In the fall of 2020, however, students enrolled in Ratliff’s advanced writing seminar “Cultural Critics on Looking and Living” focused exclusively on the work of only three nonacademic cultural critics from the late 20th and early 21st centuries: John Berger, Susan Sontag, and Margo Jefferson. Students looked at the trajectory of the work of each and used those award-winning critics to find inspiration for their own emerging work. The closely curated selection allowed Ratliff to ask his students to read deeply and to become conversant in the perspectives and approaches of each writer.
“We talk about what each of these critics is doing, both in terms of clear strategies, of getting close to their subject and even the rhythms in their writing, and considering what kind of questions they ask,” says Ratliff.
For each of the critics explored by students this fall, Ratliff brought in an authority to speak to the class, first inviting Benjamin Moser, author of Sontag: Her Life and Work, winner of the 2020 Pulitzer Prize for biography and, for Berger, Joshua Sperling, author of A Writer of Our Time: The Life and Work of John Berger. Then Ratliff did the students one better, inviting Pulitzer-prize winner Margo Jefferson herself to join the November 23, 2020, Zoom meeting. The former New York Times critic and author of the memoir Negroland fielded questions from students that spoke to some of the core concerns of cultural criticism, such as how accessible the writing needs to be, what audience she writes for, as well as how much of an authority a critic ought to be before responding to a work.
“The students had read Margo’s critical writing about pop music and literature and theater, and saw how she dealt with issues of race and class and gender, but because they had also just read Negroland, they were curious about how to balance first person with more objective kinds of criticism,” says Ratliff. “She talked about the connections between being a critic and being a memoirist. In Negroland, she writes about being a ‘participant-observer,’ and also allows herself to be ambivalent. That spoke to classroom conversations we’d had about how important it might be for a critic to remain an outsider, and if it’s something worth cultivating and defending or something to avoid.”
Jefferson and Ratliff were colleagues at the Times, where Ratliff was music critic for twenty years, and also at Columbia where Jefferson currently teaches and where Ratliff briefly taught before joining Gallatin. Past guest visitors to Ratliff’s “Criticism’s Possible Futures” course, which requires a wider swath of readings, have included the poet-essayists Harmony Holiday and Wayne Koestenbaum, music critic Mina Tavakoli, New Yorker writers Doreen St. Felix and Vinson Cunningham, artist and writer Leanne Shapton, and New York Times book critic Parul Sehgal. Sehgal also helped Ratliff come up with the concept and title of the Berger-Sontag-Jefferson class: writers whose work examined the ethics of looking and the ethics of living.

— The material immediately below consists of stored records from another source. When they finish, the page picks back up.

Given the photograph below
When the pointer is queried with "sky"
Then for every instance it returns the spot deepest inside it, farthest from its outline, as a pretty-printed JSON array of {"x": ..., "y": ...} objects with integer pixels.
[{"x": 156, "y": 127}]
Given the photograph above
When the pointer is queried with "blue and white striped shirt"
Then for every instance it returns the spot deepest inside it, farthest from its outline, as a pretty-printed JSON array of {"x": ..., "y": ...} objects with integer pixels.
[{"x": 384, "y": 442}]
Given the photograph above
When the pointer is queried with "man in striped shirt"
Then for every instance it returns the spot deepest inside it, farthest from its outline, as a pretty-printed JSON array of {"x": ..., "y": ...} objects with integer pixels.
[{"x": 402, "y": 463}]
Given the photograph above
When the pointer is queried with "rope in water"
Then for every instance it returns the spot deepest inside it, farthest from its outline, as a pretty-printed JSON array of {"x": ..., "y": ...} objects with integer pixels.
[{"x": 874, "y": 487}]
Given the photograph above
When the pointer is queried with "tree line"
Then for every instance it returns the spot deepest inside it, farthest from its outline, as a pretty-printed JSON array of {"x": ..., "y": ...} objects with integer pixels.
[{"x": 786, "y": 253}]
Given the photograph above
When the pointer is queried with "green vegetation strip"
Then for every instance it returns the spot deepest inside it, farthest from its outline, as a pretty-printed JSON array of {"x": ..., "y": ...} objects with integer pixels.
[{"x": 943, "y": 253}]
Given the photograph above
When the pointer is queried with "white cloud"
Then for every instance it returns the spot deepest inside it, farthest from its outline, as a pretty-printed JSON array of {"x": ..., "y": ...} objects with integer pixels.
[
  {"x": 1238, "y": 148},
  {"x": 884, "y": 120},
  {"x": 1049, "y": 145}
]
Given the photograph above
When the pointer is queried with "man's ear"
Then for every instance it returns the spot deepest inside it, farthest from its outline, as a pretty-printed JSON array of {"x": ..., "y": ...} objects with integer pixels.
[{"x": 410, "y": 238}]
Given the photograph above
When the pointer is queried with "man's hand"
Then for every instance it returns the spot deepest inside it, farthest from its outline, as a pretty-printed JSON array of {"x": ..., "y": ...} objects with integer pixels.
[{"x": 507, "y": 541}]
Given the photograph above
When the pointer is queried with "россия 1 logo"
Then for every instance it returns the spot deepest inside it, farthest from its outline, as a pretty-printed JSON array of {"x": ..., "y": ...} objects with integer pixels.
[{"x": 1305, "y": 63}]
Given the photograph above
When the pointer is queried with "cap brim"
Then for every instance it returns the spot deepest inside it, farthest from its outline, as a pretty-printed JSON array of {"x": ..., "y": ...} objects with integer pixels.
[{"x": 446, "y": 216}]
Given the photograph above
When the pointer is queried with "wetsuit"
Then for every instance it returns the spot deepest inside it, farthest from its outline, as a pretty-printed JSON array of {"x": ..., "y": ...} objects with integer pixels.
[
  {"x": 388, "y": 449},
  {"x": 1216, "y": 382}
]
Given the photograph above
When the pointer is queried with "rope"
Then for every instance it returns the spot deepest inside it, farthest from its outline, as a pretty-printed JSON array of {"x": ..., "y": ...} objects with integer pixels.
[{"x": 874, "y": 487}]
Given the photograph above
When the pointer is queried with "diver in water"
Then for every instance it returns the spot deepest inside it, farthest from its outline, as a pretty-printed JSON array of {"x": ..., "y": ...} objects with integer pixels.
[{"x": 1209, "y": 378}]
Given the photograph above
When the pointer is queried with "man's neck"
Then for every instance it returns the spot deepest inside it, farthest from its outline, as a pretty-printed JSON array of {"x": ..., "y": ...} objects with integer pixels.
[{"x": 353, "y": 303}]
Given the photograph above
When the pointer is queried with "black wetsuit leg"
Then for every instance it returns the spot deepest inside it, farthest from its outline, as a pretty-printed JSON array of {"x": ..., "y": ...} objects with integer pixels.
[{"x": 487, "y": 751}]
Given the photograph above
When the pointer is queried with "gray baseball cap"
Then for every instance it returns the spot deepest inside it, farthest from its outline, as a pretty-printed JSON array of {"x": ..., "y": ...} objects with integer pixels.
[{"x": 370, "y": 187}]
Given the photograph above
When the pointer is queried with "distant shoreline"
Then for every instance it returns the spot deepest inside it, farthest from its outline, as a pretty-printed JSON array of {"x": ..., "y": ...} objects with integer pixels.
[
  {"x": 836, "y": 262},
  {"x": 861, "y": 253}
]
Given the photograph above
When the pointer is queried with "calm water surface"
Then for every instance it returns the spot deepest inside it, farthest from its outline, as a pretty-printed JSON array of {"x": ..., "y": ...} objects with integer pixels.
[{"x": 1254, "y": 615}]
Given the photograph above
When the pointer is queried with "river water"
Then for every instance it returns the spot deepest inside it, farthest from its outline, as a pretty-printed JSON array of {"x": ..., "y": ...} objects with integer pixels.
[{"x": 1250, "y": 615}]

“Interacting with one of the writers whom the students have read a lot of makes everything seem so much more real,” says Ratliff. “It gives students a focus point and shows that they can do this in the world. Margo became as great as she is through a specific sequence of steps, trying to figure out how to do what was needed for certain editors while also carefully transcending the roles that seemed to be set for her—and so she was able to address how you make your way in the world as a critic when you may feel the script has already been written for you, or when you’re working under certain restrictions.”
This spring, Ratliff will teach “The Age of Listening” and the first-year research seminar “The Sounds Beneath Your Feet: Downtown Music and Downtown Memory.”